本研究利用詞語共現分析(co-word analysis)技術,區分出六個圖書資訊學的研究主題:兩個書目計量學主題、一個資訊檢索主題、一個一般議題、一個網路計量學主題以及一個專利研究主題。
詞語共現分析根據詞語共同在文件出現的現象描述文件的內容,利用共同出現的相對強度呈現領域的概念網絡(concept networks)。目前已經有植物生物學(de Looze and Lemarie, 1997) 、凝態物理(Bhattacharya and Basu, 1998)、化學工程(Peters and van Raan, 1993)、資訊檢索(Ding, Chowdhury, and Foo, 2001)以及 醫學(Onyancha and Ocholla, 2005)等多個領域曾利用詞語共現分析技術來研究領域內的概念網絡。Van Raan and Tijssen (1993)討論基於詞語共現分析的書目計量在知識論的潛力(epistemological potentitals)。相較於共被引分析,詞語共現分析能應用在沒有引用索引的資料,而且共被引分析會因為在領域的變動與趨勢以及引用者的行為而變得複雜(Noyons & van Raan, 1998)。雖然Leydesdorff (1997)認為詞語的意義隨它們與其他詞語關係的頻率及其出現位置,會有所改變;但Courtial (1998)則是認為詞語共現分析中的詞語,並非做為用來代表某種意義的語言單位,而僅僅是文本間的連結指標。
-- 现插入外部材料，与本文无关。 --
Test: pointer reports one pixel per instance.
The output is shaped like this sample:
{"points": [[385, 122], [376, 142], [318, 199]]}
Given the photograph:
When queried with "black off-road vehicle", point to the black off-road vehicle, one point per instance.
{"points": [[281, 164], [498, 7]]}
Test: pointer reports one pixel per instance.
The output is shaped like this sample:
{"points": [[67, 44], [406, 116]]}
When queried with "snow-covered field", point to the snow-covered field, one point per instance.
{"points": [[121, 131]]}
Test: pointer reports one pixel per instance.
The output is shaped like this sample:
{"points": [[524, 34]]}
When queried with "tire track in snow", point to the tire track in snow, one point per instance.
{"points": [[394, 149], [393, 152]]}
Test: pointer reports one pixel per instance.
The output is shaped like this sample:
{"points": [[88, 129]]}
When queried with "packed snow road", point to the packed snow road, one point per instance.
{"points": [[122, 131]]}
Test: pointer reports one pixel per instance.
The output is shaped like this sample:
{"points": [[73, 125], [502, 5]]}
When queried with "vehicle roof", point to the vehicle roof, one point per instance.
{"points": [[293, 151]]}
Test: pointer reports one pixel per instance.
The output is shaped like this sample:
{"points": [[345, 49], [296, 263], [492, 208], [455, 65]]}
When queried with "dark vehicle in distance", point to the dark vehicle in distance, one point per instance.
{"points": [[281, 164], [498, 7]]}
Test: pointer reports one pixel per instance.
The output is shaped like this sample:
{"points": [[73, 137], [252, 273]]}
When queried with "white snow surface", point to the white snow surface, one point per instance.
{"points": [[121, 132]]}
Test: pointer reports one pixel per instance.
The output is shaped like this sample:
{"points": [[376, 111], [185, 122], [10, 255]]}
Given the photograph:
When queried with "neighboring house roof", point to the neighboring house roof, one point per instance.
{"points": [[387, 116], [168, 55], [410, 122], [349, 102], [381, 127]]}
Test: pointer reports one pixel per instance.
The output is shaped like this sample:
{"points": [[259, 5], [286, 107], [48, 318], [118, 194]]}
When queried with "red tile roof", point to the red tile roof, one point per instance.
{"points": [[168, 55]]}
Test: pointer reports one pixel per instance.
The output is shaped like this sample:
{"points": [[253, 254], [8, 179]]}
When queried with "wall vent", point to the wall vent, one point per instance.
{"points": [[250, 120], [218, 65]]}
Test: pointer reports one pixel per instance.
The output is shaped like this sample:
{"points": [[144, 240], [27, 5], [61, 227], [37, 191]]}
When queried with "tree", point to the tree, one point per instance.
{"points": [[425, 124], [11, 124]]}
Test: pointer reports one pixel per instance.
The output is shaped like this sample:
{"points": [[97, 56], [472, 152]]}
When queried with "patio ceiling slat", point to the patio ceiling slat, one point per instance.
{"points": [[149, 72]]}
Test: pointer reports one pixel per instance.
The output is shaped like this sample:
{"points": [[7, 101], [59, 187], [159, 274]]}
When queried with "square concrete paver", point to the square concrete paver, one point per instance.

本研究列舉幾個應用文字資訊為基礎的書目計量方法在圖書資訊學研究主題分析的研究:Courtial(1994)以詞語共現分析對這個領域進行探討,結果發現這個領域包含傳統圖書館學、資訊檢索、科學計量學、資訊計量學、專利分析以及最近興起的網路計量學。Glänzel及其同事整合全文為基礎的結構分析(full-text based structural analysis)和傳統的書目計量方法探討書目計量學及其次領域(Glenisson, Glänzel, and Persson, 2005; Glenisson, Glänzel, Janssens, and De Moor, 2005; Janssens, Glenisson, Glänzel, and De Moor, 2005)。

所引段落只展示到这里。